Many tweets (check out #acwri) and posts have been devoted to academic writing. As simple as it is: you can't get your PhD degree if you don't write a 100k book dissertation or get a number of papers accepted for publication (depending on the system your university has decided upon). You might have written a couple of lab reports, and probably even a Master's thesis before - but lo and behold, serious Academic Writing that takes you to the PhD level ain't nothing like that. I haven't come across a single person to whom writing their first article or the first chapter of their dissertation came naturally and effortlessly. It's a pain in the beginning, but it's just like learning to ride a bike. Practice makes perfect (or at least: practice makes you faster).

6. Planning

As an undergraduate or Master's student, you can be in a reactive mode, where you simply take on the tasks that are thrown at you, and make sure you deliver them by the homework deadline or study by the exam date. For a PhD program, especially research-based programs, where you can Do Whatever for 4 years, as long as your book is written at the end of the ride, you will need to learn how to plan your work. Learn to subdivide your tasks, from the long-term planning, down to your daily to-do list. You can find some inspiration on productive planning and the use of lists in this linked post.

7. Managing your time

If you want some inspiration on how to structure your time, check out the academic schedules series that is running here at PhD Talk. It will take some iterations (just like research), but ultimately, you will find a time management system that works for you (or you might like to keep evolving your system as you learn more about time management, and because you might end up liking to experiment with different approaches). You need to learn to understand that now you are in charge of your program. You are not sitting here and making homework - you are the owner of your research project, and it's all up to you to bring it to success.

8. Designing experiments

In undergraduate and MSc level courses, you will follow experiments that are well-understood and that are perhaps described by international codes and standards. Once you start pushing the boundaries of the understanding on a certain topic, you might need to device an entirely new testing method to isolate the parameter you want to study. Experiment design is not a course you can typically take, and it will take patience, failed setups, and a lot of coffees with the senior PhD students or lab staff to come up with a setup that works.

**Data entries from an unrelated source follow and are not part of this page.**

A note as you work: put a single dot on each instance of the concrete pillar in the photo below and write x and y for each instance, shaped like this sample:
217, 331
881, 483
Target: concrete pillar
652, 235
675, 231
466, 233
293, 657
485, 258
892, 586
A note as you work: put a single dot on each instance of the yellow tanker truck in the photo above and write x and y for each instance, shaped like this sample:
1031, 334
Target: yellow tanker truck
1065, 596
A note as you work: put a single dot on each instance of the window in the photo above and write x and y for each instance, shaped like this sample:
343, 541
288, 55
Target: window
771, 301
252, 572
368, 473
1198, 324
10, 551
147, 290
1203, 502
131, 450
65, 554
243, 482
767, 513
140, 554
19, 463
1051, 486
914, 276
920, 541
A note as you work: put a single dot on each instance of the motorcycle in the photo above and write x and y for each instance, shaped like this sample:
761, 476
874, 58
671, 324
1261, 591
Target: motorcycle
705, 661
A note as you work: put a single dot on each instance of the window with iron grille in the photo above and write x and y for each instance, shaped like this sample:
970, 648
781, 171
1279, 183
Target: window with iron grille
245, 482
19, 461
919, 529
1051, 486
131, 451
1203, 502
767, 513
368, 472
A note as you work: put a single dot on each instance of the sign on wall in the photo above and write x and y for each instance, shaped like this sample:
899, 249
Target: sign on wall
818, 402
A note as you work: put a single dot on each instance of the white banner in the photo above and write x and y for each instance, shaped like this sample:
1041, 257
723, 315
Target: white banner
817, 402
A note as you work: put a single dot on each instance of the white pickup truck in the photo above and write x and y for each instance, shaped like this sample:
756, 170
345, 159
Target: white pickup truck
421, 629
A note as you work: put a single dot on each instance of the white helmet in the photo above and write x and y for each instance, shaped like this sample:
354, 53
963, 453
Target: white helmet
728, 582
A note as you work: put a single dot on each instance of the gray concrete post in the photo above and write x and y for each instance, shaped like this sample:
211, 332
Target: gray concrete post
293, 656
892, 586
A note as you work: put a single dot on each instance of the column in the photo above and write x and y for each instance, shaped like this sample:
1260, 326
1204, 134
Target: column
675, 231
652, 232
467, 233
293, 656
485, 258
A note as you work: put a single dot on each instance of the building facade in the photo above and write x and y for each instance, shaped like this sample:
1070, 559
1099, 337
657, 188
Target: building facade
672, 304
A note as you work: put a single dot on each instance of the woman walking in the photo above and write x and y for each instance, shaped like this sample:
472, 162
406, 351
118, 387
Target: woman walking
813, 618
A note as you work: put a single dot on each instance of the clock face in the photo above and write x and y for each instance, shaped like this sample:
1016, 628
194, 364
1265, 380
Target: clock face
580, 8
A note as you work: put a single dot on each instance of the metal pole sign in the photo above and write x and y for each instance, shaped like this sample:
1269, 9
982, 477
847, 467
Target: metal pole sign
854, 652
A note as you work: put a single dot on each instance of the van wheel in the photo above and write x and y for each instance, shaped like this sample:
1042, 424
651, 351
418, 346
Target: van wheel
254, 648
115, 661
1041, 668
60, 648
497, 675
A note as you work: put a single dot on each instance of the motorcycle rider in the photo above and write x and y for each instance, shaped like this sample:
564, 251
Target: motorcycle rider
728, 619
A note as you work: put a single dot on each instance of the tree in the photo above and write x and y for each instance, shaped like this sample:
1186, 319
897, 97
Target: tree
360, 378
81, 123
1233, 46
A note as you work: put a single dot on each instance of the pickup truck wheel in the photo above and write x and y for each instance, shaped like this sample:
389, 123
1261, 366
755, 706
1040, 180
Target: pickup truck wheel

9. Taking ownership of your work

As I've mentioned before, PhD level research is not about sitting and waiting for your adviser to give you instructions on which steps to follow and just sit and crunch numbers for him/her. At the end of your PhD, you need to show the (research) world that you are an independent researcher, ready to develop your own lines of research. Your PhD is your first step in this direction. Typically, your adviser will guide you more in the beginning, but gradually will let you loose and just ask you for your main findings. Understand that your PhD is your metamorphosis from guided MSc student to independent researcher - and anticipate the responsibilities associated therewith.

10. Bouncing back after a setback

Every PhD student goes through the Valley of Despair a number of times. Life doesn't end when you reach a dead end in your research. It's OK to be mad at the world, your experiments and your supervisor for a weekend, and spend said weekend reading fiction / gaming / cooking / hating research. But that phase will and should go - and then you need to scramble yourself together, and make course corrections in your research. With this big change, comes the humility of accepting that you are wrong, with accepting that you can't know from the very beginning what is the exact path of research. It can be painful and frustrating, but you'll need to develop the skill of taking a deep breathe, letting go, and starting over new.